The plot of the movie revolves around a young boy named Miguel who has a passion for music, something that is banned in his family. Miguel idolizes a dead musician named Ernesto de la Cruz, and after running away from his family, he finds de la Cruz’s guitar and is transported to the Land of the Dead. There, he discovers his ancestors and attempts to solve the family mystery of his family’s hatred of music.
Miguel is evidence of a progressive generation, breaking away from his family traditions to pursue his dreams of becoming a famous musician. This story has been told many times before, and although the plot is predictable, Disney-Pixar manages to create a fresh and important message in our age of individualism. The movie emphasizes family as something to be cherished above all and the greatest support system in pursuing one’s dreams.
The moral of the story is double-edged: family is of utmost importance, but children must not forget the traditions of family, while the family must allow children to create their own traditions. This lesson is taught through the lives of life-like animations and intricate guitar instrumentations, making the fantastical world of the dead feel alive and human. Being transported to the Land of the Dead made death something to be cherished and honored.

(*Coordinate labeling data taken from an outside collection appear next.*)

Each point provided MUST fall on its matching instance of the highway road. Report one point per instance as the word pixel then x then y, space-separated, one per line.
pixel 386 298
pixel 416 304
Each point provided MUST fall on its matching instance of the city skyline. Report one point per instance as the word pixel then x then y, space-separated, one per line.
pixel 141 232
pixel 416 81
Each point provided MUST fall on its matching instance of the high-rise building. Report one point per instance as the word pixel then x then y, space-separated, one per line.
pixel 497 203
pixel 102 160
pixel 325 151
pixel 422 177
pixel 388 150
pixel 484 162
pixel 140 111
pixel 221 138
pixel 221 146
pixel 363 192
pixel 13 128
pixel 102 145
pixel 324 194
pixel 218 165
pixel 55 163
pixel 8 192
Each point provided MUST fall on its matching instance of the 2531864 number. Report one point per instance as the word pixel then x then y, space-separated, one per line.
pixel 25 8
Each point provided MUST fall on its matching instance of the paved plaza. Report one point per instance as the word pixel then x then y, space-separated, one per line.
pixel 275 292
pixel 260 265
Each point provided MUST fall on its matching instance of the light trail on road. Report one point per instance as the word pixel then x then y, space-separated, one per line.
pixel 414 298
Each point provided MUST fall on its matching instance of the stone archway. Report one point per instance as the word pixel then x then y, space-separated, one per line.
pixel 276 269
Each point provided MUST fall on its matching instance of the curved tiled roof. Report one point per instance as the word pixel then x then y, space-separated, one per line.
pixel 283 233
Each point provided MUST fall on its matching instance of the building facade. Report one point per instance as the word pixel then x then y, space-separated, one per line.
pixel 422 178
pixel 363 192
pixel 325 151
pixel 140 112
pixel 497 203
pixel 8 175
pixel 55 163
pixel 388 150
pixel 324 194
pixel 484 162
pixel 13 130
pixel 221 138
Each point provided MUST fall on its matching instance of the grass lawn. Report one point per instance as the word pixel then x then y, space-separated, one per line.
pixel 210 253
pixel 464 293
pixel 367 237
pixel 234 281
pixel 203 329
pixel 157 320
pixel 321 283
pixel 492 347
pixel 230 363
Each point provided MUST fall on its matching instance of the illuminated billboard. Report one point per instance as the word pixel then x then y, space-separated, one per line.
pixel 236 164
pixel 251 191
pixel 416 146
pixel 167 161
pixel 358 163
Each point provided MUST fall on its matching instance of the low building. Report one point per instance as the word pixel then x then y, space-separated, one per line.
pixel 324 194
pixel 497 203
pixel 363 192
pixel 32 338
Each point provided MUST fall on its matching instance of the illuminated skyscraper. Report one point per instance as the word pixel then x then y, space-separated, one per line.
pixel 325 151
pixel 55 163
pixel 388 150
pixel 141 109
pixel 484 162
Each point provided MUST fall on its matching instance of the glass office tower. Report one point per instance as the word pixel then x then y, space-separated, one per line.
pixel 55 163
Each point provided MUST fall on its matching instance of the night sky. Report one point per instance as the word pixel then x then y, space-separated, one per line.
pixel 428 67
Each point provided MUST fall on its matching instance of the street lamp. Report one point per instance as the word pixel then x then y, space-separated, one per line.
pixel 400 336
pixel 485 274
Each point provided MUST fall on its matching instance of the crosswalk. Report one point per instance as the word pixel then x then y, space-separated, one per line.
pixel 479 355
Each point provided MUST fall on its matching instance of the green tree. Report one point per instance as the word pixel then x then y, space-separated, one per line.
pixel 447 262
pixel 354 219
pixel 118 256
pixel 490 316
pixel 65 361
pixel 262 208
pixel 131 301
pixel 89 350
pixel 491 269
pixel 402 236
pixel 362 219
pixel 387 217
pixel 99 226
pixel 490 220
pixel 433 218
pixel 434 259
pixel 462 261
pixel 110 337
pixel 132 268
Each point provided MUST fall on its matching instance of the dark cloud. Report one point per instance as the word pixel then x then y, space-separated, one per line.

Disney-Pixar’s take on the Land of the Dead is important in an age where death anxiety rules the American people’s lives through individualism and capitalism. Coco presents an answer to this issue: family comes first. Through participating in the traditions of his ancestors, Miguel is able to pursue his dreams as well as make amends to his family. It is when we begin to practice love and compassion to those we disagree with when lives are transformed.
Overall, although Coco is a story told in many different contexts, the predictability does not overcome the impact of the human need for family and connection. Miguel learns how to respect his ancestor’s traditions in the Land of the Dead while his ancestors learn to respect Miguel’s passions for music. It takes empathizing and listening to the disagreeing side in order to overcome the boundaries of individualism and tradition, showing love and support toward one another.
[author image=”http://echo.snu.edu/wp-content/uploads/2017/10/IMG-3815.jpg”]Emma Wright, Staff Writer
Emma Wright is currently a Sophomore English Major all the way from Bethany, OK. She enjoys admiring quality writing found in pop culture such as Ke$ha lyrics, Christopher Nolan’s screenplays and Game of Thrones, as well as sharing these passions with friends. Her hopes and dreams are to continue her education by going to graduate school and becoming a journalist for Paste Magazine.[/author]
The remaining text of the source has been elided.